In viaggio con Erodoto di Ryszard Kapuściński

Leggero, interessante, In viaggio con Erodoto è più che altro un elogio alla storia, tramite la rilettura di alcuni passi dello storico greco da cui prende il titolo, e soprattutto un elogio al ruolo del giornalista di reportage. Da un alto abbiamo infatti i racconti narrati da Erodoto secoli prima, dall’altro, in parallelo, c’è la storia del lavoro di reportage dell’autore polacco, Ryszard Kapuściński, ineditamente molto onesto.

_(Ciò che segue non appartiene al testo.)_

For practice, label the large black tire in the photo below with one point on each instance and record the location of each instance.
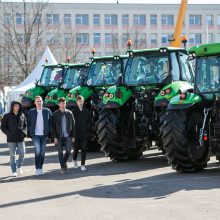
(111, 138)
(181, 141)
(159, 139)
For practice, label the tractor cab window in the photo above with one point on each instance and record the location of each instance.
(208, 77)
(51, 76)
(74, 77)
(147, 69)
(186, 68)
(104, 72)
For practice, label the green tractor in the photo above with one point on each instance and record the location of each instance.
(191, 131)
(73, 76)
(50, 79)
(103, 73)
(132, 111)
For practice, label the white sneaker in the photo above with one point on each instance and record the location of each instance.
(14, 174)
(20, 171)
(37, 172)
(41, 172)
(75, 165)
(83, 168)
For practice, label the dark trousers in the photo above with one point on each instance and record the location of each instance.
(64, 143)
(40, 142)
(80, 144)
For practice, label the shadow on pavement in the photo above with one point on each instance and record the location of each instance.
(156, 187)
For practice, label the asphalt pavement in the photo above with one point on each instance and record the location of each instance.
(143, 189)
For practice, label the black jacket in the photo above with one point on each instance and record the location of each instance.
(32, 118)
(57, 123)
(83, 122)
(14, 126)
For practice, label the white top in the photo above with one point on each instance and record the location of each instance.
(39, 127)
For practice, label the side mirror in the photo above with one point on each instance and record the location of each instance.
(120, 79)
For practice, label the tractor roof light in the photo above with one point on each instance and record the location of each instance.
(111, 96)
(163, 50)
(106, 94)
(162, 93)
(168, 90)
(183, 96)
(93, 52)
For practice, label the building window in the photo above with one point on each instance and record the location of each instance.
(82, 38)
(139, 39)
(97, 38)
(195, 20)
(167, 20)
(124, 38)
(209, 19)
(53, 38)
(20, 38)
(7, 58)
(218, 20)
(139, 20)
(67, 19)
(111, 19)
(82, 19)
(7, 18)
(52, 19)
(108, 38)
(19, 18)
(125, 19)
(165, 39)
(210, 38)
(153, 19)
(37, 19)
(67, 38)
(153, 38)
(96, 19)
(195, 39)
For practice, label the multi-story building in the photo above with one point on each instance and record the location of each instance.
(73, 29)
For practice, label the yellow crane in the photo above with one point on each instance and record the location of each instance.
(177, 40)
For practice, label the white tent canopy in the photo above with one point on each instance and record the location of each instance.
(29, 82)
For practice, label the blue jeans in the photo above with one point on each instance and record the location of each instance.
(40, 146)
(13, 147)
(64, 143)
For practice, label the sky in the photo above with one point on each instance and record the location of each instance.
(139, 1)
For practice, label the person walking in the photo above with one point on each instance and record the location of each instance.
(83, 125)
(39, 125)
(14, 125)
(63, 132)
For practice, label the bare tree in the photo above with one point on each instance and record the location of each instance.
(23, 27)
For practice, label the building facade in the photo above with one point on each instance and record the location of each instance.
(73, 29)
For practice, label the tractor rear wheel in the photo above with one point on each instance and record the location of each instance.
(181, 141)
(116, 137)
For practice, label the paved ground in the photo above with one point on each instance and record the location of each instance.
(146, 189)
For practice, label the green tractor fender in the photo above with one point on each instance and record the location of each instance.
(171, 90)
(115, 97)
(184, 101)
(84, 91)
(53, 96)
(27, 100)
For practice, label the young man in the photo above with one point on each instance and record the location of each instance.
(14, 126)
(83, 124)
(63, 132)
(39, 128)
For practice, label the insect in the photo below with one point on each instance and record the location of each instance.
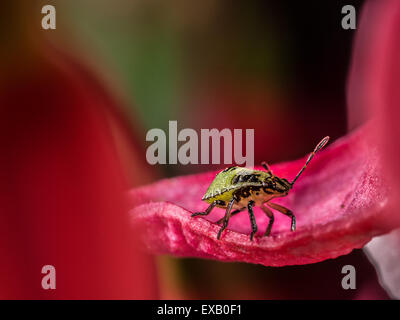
(238, 188)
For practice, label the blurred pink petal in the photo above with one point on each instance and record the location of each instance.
(339, 205)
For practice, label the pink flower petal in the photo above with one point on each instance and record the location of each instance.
(338, 203)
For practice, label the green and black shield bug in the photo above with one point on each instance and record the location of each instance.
(238, 188)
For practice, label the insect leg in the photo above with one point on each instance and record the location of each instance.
(232, 214)
(208, 210)
(226, 218)
(252, 219)
(270, 215)
(286, 212)
(266, 167)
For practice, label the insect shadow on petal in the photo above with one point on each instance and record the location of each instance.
(236, 189)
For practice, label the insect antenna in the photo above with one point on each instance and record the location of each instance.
(319, 146)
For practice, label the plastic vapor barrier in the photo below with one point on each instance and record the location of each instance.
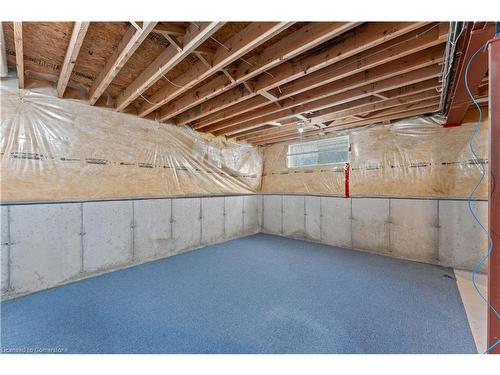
(55, 149)
(411, 158)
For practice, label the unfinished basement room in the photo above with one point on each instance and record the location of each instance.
(250, 187)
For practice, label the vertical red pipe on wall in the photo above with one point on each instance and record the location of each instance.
(346, 179)
(494, 193)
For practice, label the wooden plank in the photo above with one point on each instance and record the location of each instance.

Ciò che ci rende uomini e ci distingue dagli animali è la nostra capacità di narrare storie e miti: condividere storie e leggende rafforza il senso della comunità, l’unica condizione nella quale l’uomo può vivere. Mancano ancora duemila anni alla comparsa dell’individualismo, dell’egocentrismo e del dottor Freud. Per il momento, la sera la gente si riunisce in grandi tavolate davanti al fuoco o sotto un albero, meglio se in vicinanza del mare, per mangiare, bere vino e chiacchierare. Alle chiacchiere si intrecciano racconti e storie d’ogni genere… Una dopo l’altra, le serate si accumulano e se il viandante ha buona memoria (e quella di Erodoto doveva essere prodigiosa) mette insieme un patrimonio di storie. Questa fu una delle fonti alle quali attinse il nostro greco. La seconda fu ciò che vedeva. La terza, ciò che pensava.

Il suo linguaggio scorrevole è molto semplice, la sua storia a mò di diario è molto umana lì dove egli ammette senza vergogna tutte le difficoltà a cui è andato incontro durante i suoi primi anni di lavoro. Non soltanto la barriera linguistica, ma anche l’affannarsi a conoscere la vastità di eventi del mondo in costante evoluzione. La sua sembra una vera e propria incapacità a stare al passo con tutto ciò che accade in nazioni di cui lui stesso non conosce nulla, nè la storia nè le usanze. Lì viene in aiuto Erodoto, che con le sue Storie, capolavoro universale, ci racconta delle antiche guerre tra greci e persiani, delle abitudini di re e schiavi, di eventi particolari, con la curiosità atavica che ogni essere umano dovrebbe avere e coltivare. Il commento di Kapuściński serve a far immergere il lettore in una storia che sembra presente, anche grazie ai numerosi capoversi di dirette citazioni di Erodoto.

Nel leggerlo, un’ammissione va fatta: a parte la sincera passione dell’autore nello scoprire il mondo ed Erodoto stesso, è molto più coinvolgente leggere di quest’ultimo che di Kapuściński. Nel rendere reale il suo racconto in India, Africa e Cina, finisce per non approfondire nulla in particolare.

Seppur abbia letto reportage molto più appassionanti, questo libro vale comunque una lettura, anche solo perchè fa venir voglia di andare a rispolverare i libri di storia antica.

È l’eterna lotta dell’uomo contro il tempo, contro la labilità della memoria, contro la sua tendenza a offuscarsi e svanire. È da questa lotta che nasce l’idea del libro, di ogni libro, nonché la sua durata e, per così dire, la sua eternità.